Flashback Friday: Yes Boss
Juhi Chawla Shah Rukh Khan play the unlikely sweethearts in the July 1997 Aziz Mirza romcom
- Published 26.07.19, 4:19 AM
- Updated 26.07.19, 4:19 AM
- a min read
Chaand taare tod laoon, Saari duniya par main chhaoon
Bas itna sa khwaab hai...
She loves money. And if she can’t earn the dough, she’ll marry money. Not for her the aam aadmi, thank you very much. He loves money. And blithely says yes boss to money over honey.
Meet the unlikely sweethearts, upcoming model Seema Kapoor (perky Juhi Chawla in a brave but uneven role) and corporate yes man-cum-hustler Rahul Joshi (Shah Rukh Khan plays a difficult role with verve), of the July 1997 Aziz Mirza romcom with grey shades, Yes Boss.

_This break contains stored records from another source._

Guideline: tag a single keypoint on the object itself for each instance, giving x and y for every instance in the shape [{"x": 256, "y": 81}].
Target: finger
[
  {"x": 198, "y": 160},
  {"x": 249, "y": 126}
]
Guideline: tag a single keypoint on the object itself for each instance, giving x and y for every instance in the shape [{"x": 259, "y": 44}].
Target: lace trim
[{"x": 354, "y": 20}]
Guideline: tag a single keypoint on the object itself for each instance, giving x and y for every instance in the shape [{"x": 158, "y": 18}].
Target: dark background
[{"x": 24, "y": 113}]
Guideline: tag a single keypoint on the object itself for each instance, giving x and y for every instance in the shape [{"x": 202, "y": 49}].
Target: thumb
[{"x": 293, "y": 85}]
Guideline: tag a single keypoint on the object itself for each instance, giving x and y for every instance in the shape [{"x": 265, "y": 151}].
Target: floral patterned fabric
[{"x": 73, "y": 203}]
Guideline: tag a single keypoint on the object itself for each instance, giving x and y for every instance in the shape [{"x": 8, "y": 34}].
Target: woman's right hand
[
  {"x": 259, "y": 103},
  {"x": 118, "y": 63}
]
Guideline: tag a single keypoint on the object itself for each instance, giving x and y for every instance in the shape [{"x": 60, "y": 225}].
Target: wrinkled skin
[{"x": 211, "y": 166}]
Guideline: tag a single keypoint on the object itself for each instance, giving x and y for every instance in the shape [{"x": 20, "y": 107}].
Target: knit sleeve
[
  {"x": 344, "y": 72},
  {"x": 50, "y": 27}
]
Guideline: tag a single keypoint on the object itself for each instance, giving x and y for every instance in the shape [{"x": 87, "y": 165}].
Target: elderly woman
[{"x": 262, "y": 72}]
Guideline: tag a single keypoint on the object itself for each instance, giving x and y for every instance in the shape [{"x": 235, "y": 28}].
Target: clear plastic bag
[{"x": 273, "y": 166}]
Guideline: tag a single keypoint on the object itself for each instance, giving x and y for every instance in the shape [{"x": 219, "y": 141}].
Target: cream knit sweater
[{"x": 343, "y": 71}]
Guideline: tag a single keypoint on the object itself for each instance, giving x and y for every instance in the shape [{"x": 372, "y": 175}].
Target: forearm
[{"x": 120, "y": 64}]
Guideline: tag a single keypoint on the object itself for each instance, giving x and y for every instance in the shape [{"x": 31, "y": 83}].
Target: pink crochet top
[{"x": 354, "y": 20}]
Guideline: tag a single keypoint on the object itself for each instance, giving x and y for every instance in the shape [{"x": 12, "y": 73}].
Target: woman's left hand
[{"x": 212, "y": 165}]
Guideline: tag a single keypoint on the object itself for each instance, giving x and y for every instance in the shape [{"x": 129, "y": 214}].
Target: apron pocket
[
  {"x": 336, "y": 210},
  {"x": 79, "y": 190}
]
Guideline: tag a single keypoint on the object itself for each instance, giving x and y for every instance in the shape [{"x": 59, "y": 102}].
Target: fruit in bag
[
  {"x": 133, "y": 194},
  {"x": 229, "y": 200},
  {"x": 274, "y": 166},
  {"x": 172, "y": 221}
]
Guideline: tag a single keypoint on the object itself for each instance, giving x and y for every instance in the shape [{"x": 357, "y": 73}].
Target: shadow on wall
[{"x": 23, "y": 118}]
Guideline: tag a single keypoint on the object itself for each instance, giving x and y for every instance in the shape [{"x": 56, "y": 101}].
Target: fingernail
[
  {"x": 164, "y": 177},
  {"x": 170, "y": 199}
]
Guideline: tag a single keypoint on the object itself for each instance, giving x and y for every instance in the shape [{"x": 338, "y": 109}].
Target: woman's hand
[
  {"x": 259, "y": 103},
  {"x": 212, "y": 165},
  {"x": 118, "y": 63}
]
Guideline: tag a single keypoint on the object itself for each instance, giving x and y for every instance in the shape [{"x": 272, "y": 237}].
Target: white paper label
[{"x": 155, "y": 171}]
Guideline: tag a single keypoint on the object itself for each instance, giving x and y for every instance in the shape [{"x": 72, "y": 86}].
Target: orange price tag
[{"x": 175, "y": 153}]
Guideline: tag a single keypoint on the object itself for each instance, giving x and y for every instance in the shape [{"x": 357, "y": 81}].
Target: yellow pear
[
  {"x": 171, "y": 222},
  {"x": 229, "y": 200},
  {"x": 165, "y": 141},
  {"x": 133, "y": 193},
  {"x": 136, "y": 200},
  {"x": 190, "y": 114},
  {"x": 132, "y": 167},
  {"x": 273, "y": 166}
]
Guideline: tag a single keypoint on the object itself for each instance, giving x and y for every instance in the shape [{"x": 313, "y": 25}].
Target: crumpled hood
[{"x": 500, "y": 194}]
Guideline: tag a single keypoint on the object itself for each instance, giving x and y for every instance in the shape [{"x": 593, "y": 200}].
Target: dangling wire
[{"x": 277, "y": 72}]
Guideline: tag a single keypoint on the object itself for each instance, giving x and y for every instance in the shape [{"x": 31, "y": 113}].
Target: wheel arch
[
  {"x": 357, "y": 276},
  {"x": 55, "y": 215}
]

They’ve just whizzed into the job market on their scooters — the opening sequence is a laugh riot — in post-liberalisation 1990s. The economy is on a roll, global brands are bending over backwards to woo Aspirational India and the definition of good life has changed from desi ghee to wine and brie. So middle-class Seema dreams of a Rs 1-crore flat in Mumbai’s Galaxy Towers and middle-class Rahul a swanky ad agency. Rahul’s boss Siddharth Chaudhary (Aditya Pancholi gets top billing and convincingly plays Mr Scumbag Moneybags) holds the key to their dreams.

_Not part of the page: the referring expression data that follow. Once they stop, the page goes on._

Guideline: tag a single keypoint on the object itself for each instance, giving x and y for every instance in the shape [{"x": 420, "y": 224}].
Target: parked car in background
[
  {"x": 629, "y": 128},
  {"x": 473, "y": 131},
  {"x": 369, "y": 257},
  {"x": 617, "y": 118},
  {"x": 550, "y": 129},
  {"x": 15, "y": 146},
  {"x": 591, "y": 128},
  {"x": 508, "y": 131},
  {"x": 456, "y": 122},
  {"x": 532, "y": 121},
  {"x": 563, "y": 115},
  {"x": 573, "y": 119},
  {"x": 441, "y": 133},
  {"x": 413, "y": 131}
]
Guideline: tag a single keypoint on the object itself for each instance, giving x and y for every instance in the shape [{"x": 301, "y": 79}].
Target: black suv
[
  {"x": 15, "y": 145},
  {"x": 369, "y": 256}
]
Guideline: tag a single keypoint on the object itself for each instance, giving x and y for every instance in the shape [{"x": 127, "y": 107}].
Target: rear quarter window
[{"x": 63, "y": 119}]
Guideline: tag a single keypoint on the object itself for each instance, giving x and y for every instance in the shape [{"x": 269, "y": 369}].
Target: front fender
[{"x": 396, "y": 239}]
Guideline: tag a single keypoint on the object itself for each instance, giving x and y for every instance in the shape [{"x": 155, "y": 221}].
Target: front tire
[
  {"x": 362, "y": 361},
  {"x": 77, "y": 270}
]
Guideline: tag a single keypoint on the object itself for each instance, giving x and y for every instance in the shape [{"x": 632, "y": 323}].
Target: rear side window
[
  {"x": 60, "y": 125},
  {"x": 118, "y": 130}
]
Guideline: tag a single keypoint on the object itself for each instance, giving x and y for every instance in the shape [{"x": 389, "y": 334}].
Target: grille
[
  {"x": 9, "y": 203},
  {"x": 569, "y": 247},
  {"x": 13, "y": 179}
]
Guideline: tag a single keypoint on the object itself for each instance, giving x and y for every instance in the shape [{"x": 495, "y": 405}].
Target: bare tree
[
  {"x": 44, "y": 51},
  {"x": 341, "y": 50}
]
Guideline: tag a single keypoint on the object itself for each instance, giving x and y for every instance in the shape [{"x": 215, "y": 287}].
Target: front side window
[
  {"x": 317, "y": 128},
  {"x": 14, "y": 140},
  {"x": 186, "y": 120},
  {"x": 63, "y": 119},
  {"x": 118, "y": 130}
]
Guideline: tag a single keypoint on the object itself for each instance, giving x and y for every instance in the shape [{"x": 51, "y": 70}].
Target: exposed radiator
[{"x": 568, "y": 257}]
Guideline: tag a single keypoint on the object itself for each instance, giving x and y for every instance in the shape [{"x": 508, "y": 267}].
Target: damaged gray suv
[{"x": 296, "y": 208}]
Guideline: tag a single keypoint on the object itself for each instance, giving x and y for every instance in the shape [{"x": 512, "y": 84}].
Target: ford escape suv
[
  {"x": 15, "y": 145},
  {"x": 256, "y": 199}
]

Womanising Moneybags lives in mortal fear of his heiress wife Sheela (Kashmira Shah’s a bhabhiji with a bikini bod) but wants to sleep with Seema, who he hires as a model. Rahul, who likes her from before, steps aside, saying yes boss. Flattered by the big man’s attentions, Seema naively hears wedding bells. Rahul can’t annoy his boss and so can’t come clean to Seema about Siddharth’s lecherous designs, but foils every attempt of his boss to get physical with her. And, thanks to Siddharth’s heiress wife and Rahul’s cardiac-patient mom (Reema Lagoo), Rahul and Seema play pretend husband-wife, complete with Karwa Chauth. The inevitable happens, Rahul and Seema end up saying no boss and cosy up to each other.
Rahul’s sanskari mom earns a fist-bump when she says it’s okay for girls to be as ambitious as boys. Amid the song-and-dance (Jatin-Lalit in fine fettle) and sparkling quips (Sanjay Chhel), Mirza does push the envelope. But only so far. In the end, Rahul rides the scooter, Seema sits pillion and listens adoringly to her man promising her a Merc.